<div style="background-color: lightblue; padding: 60px;">
    <h1><b>Acquire Data through Web Scraping
</b></h1>
</div>


In [3]:
import pandas as pd
import numpy as np
from bs4 import BeautifulSoup
import requests
import acquire as a

# Exercises

# 1. Codeup Blog Articles

Visit Codeup's Blog and record the urls for at least 5 distinct blog posts. For each post, you should scrape at least the post's title and content.

Encapsulate your work in a function named get_blog_articles that will return a list of dictionaries, with each dictionary representing one article. The shape of each dictionary should look like this:


{
    'title': 'the title of the article',
    'content': 'the full text content of the article'
}

Plus any additional properties you think might be helpful.

Bonus: Scrape the text of all the articles linked on codeup's blog page.



# Steps to take in order to grab articles:

Get the base blog page url
Figure out how to capture blog link articles from main blog page
Compose blog article links into a list of urls that I can interact with on an individual basis to grab blog article contents
Figure out how to grab the title and article body of a specific blog article
do all of those things in a loop, and turn it into a df

In [4]:
# base codeup blog url
base_url = 'https://codeup.edu/blog/'

In [5]:
# ping that page so I can grab the content
# we learned in the lesson that I need to suggest a user-agent
# for the codeup website to accept a requests library ping
response = requests.get(base_url, headers={'User-Agent': 'giveanythingnews'})


In [24]:
response


<Response [200]>

In [6]:
# check out the top of the content now that we have a 200 (OK)
response.text[:200]

'<!DOCTYPE html>\n<html lang="en-US">\n<head>\n\t<meta charset="UTF-8" />\n<meta http-equiv="X-UA-Compatible" content="IE=edge">\n\t<link rel="pingback" href="https://codeup.edu/xmlrpc.php" />\n\n\t<script type='

In [7]:
base_soup = BeautifulSoup(response.text, 'html.parser')

In [None]:
# proceed with getting links to my articles
# this requires page investigation!

In [None]:
# element tag of a:
# class of more-link
# hypothetically I should be able to grab these types of things
# from that page:
# find_all('a', class_='more-link')
# .select('.more-link')

In [8]:
base_soup.find_all('a', class_='more-link')

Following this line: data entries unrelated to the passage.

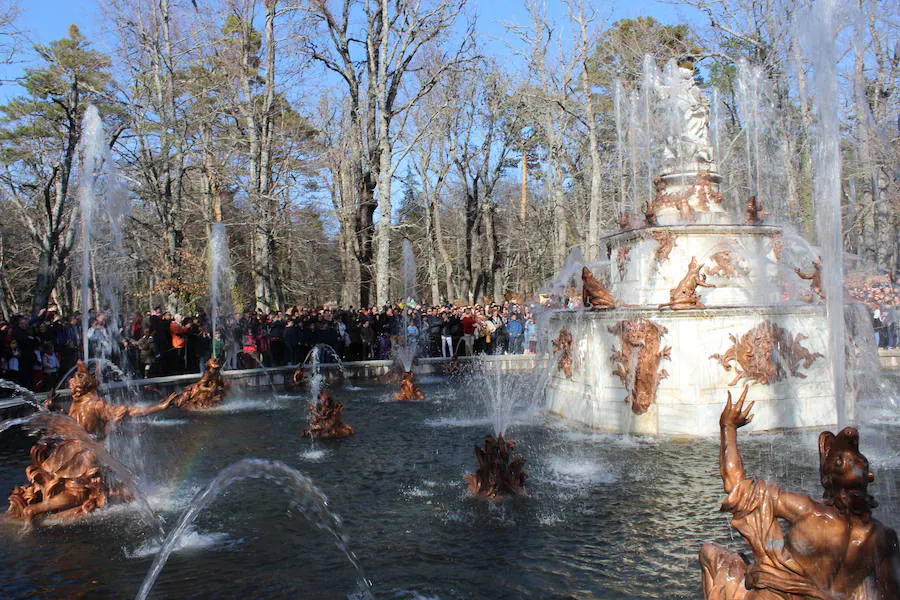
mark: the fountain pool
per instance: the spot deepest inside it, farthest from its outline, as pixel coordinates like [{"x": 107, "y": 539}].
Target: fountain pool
[{"x": 605, "y": 516}]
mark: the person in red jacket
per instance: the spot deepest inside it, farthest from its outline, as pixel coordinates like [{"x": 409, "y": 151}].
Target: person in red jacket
[
  {"x": 179, "y": 342},
  {"x": 468, "y": 325}
]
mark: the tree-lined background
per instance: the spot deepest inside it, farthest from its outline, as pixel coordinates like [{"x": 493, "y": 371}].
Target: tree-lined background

[<a class="more-link" href="https://codeup.edu/featured/apida-heritage-month/">read more</a>,
 <a class="more-link" href="https://codeup.edu/featured/women-in-tech-panelist-spotlight/">read more</a>,
 <a class="more-link" href="https://codeup.edu/featured/women-in-tech-rachel-robbins-mayhill/">read more</a>,
 <a class="more-link" href="https://codeup.edu/codeup-news/women-in-tech-panelist-spotlight-sarah-mellor/">read more</a>,
 <a class="more-link" href="https://codeup.edu/events/women-in-tech-madeleine/">read more</a>,
 <a class="more-link" href="https://codeup.edu/codeup-news/panelist-spotlight-4/">read more</a>]

In [9]:
# this appears to work just as well:
base_soup.select('.more-link')


[<a class="more-link" href="https://codeup.edu/featured/apida-heritage-month/">read more</a>,
 <a class="more-link" href="https://codeup.edu/featured/women-in-tech-panelist-spotlight/">read more</a>,
 <a class="more-link" href="https://codeup.edu/featured/women-in-tech-rachel-robbins-mayhill/">read more</a>,
 <a class="more-link" href="https://codeup.edu/codeup-news/women-in-tech-panelist-spotlight-sarah-mellor/">read more</a>,
 <a class="more-link" href="https://codeup.edu/events/women-in-tech-madeleine/">read more</a>,
 <a class="more-link" href="https://codeup.edu/codeup-news/panelist-spotlight-4/">read more</a>]

In [10]:
blog_links = [element['href'] for element in base_soup.find_all('a', class_='more-link')]


In [11]:
blog_links

['https://codeup.edu/featured/apida-heritage-month/',
 'https://codeup.edu/featured/women-in-tech-panelist-spotlight/',
 'https://codeup.edu/featured/women-in-tech-rachel-robbins-mayhill/',
 'https://codeup.edu/codeup-news/women-in-tech-panelist-spotlight-sarah-mellor/',
 'https://codeup.edu/events/women-in-tech-madeleine/',
 'https://codeup.edu/codeup-news/panelist-spotlight-4/']

In [None]:
# best way to build a loop is to do the thing once
# and then figure out how to repeat it

In [12]:
blog_test = requests.get('https://codeup.edu/events/women-in-tech-madeleine/', headers={'User-Agent': 'there is a californian champagne from paul mason'})


In [13]:
blog_soup = BeautifulSoup(blog_test.text, 'html.parser')


In [14]:
# figure out how to grab the title and the content from the blog soup:
# tag: h1 class: entry-title
blog_soup.find('h1', class_='entry-title').text

'Women in Tech: Panelist Spotlight – Madeleine Capper'

In [15]:
# and for the body:
blog_soup.find('div', class_='entry-content').text.strip()[:200]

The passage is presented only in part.